Im Hintergrunde die Schuppen.
(Zu [S. 223].)
Landschaft in West-Usambara.
Im Mittelgrund Wasser tragender Küchenboy.
(Zu [S. 226].)
Die Arbeit in der nächsten Umgebung begann. Ringsum erschallten die Axtschläge, die Bäume krachten nieder. Manchmal fiel’s uns schwer genug, solch altem ehrwürdigen Riesen zu Leibe zu gehen, und einigemale siegte die Sentimentalität. Aber wir haben das später bereut, denn solch ein geschonter Urwaldbaum verträgt es nicht, allein zu stehen; er geht bald ein, wird zur Unzierde, und seine herabfallenden Äste richten Schaden an.
Dann folgte die Periode des „Abbrennens“. Die Axt allein wäre ja des Waldes nicht Herr geworden. In dieser Zeit dünkte ich mich oft wie eine tränende Räucherware, denn der beizende Rauch war entsetzlich. Unsere Gesichter waren gar nicht mehr rein zu erhalten, unsere Hände gleich denen eines Schornsteinfegers, alle Kleider wurden ruiniert; wo man ging und stand, streifte man an verkohlte Äste, Zweige, Unkrautstengel, und die ganze Luft war mit schwarzen Staubteilchen erfüllt. Heilfroh war ich, als die Brandfackel aus der Umgebung des Zeltlagers weitergetragen wurde. Aber die helle Freude dann, als ich die mitgebrachten Apfel- und Zitronenbäumchen in das erste frisch gewonnene Land einpflanzen konnte, an deren Früchten wir uns jetzt schon erquicken! Das Roden machte ja noch unsägliche Arbeit, doch bald kamen auch Kartoffeln in die Erde, und Gemüsebeete wurden angelegt. Auf diesem zuerst gerodeten Stück Land von etwa 30 Hektar liegen heute unser Haus, Garten, Arbeiterwohnungen und unsere Wiese, deren frisches Grün wir sehr lieb haben und die sich so schön, wie eine rechte Alpenmatte, aus dem sie umgebenden Busch- und Kaffeeland abhebt.
Unser „Haus“, schrieb ich soeben stolz.

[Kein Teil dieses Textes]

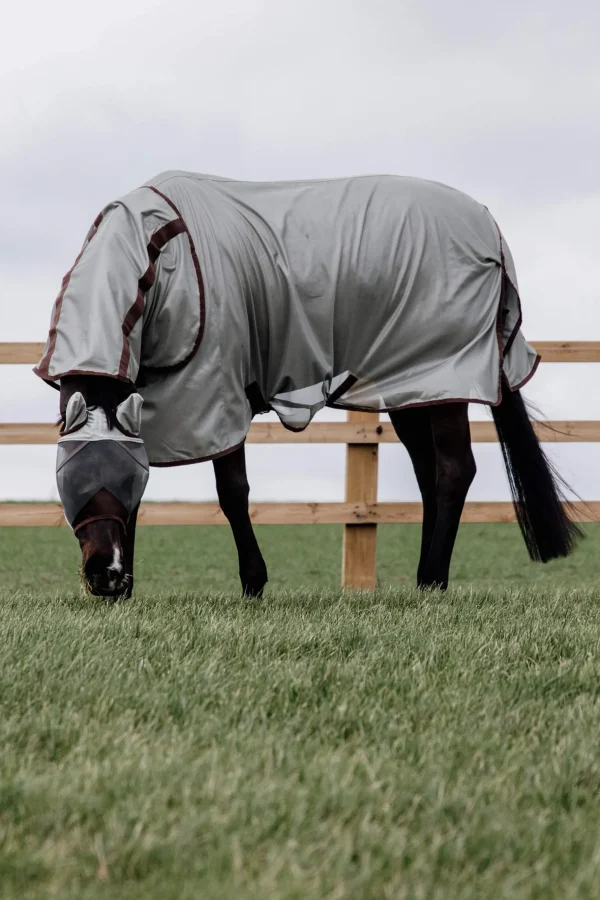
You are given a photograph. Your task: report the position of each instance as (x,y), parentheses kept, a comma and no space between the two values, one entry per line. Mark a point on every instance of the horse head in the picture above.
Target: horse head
(101,473)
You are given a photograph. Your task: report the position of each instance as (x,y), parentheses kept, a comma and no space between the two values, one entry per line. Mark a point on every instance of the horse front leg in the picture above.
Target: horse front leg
(129,552)
(233,491)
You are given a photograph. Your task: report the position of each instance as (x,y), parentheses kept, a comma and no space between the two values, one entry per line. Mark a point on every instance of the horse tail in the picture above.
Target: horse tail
(536,487)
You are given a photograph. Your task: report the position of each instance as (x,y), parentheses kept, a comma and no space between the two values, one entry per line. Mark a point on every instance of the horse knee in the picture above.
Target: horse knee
(233,497)
(455,475)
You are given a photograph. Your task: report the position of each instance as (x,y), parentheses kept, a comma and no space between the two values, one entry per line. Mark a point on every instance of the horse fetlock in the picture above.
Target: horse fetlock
(253,580)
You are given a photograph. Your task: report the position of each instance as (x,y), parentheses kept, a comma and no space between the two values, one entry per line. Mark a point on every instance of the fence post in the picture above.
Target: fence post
(360,541)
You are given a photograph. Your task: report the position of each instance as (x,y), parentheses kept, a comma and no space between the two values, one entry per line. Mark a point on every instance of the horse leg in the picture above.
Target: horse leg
(455,470)
(233,491)
(413,427)
(129,551)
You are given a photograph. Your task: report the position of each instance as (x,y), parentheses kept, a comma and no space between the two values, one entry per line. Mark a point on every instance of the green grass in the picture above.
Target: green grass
(191,744)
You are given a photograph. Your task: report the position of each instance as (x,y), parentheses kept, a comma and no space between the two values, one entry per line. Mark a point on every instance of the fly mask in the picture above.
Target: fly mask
(92,456)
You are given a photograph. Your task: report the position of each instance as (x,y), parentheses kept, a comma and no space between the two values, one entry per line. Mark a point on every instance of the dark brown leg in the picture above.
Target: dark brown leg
(129,552)
(413,427)
(455,470)
(233,491)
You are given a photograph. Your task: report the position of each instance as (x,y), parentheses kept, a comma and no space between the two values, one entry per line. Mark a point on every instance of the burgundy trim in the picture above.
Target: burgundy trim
(180,365)
(157,242)
(42,368)
(188,462)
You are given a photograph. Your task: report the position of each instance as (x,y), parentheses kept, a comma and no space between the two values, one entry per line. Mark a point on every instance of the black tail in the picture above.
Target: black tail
(535,485)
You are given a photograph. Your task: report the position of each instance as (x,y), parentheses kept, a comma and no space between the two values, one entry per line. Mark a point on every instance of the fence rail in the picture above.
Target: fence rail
(360,513)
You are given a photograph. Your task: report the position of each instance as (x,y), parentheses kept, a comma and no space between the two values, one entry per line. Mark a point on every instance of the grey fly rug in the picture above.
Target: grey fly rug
(220,299)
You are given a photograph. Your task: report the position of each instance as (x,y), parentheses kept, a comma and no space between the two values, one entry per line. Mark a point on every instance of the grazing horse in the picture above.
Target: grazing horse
(198,302)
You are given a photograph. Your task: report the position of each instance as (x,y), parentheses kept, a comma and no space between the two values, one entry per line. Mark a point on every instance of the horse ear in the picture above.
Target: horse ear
(76,412)
(129,414)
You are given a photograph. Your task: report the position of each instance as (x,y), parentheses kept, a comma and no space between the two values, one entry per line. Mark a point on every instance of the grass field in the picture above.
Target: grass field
(190,744)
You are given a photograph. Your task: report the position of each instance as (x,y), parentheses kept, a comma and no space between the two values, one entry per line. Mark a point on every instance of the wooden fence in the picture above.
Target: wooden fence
(360,513)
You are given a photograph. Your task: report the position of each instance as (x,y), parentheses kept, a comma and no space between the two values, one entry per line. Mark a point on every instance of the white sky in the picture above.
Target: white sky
(501,100)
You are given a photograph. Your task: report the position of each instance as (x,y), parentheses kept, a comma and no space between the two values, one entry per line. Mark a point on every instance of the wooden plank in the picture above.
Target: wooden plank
(568,351)
(20,353)
(29,514)
(360,541)
(374,432)
(550,351)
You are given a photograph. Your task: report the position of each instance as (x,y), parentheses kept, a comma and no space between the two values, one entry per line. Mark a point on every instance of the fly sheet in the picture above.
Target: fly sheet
(220,299)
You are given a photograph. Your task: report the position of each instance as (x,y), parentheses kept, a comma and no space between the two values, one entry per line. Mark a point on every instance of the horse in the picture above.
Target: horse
(198,302)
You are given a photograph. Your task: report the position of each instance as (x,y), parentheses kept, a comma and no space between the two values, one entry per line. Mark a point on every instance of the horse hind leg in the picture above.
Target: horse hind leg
(455,471)
(414,430)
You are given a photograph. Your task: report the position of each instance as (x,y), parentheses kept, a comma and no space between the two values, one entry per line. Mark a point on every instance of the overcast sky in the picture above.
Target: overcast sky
(501,100)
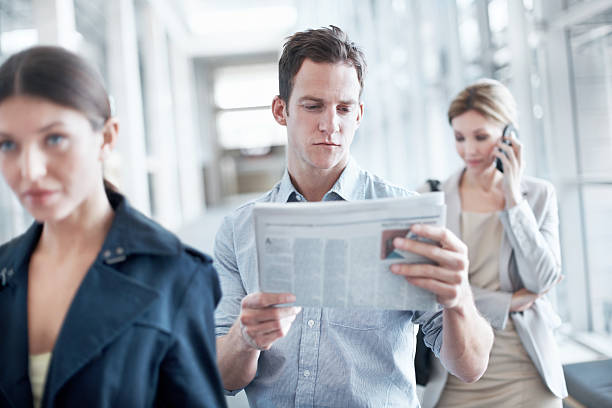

Soweit waren wir aber lange noch nicht. An die Stelle der Zelte trat zunächst noch die „Hütte“. Gewaltige Lasten Malamba, verwelkte, getrocknete Bananenblätter nämlich, brachten die Negerinnen auf ihren Köpfen herangeschleppt. Mit Bindfaden wurden die Umfassungslinien der Hütte abgesteckt, längs des Fadens wurde Erde ausgehoben; von zwei zu zwei Metern kam ein stärkerer Stamm zu stehen, die Zwischenräume füllten dünnere, mit Lianen verflochtene Stämme; ähnlich entstand das Dach; unter vielen Schweißtropfen, mit unendlichem Ach und Weh, Zureden, Stöhnen kam der starke Dachfirststamm hinauf, und schließlich wurde das Gerippe überall mit den Bananenblättern durchwoben, wie man in einen Smyrnateppich die Fäden einzieht, und das Ganze innen und außen mit einem dicken Brei nasser Erde verklebt.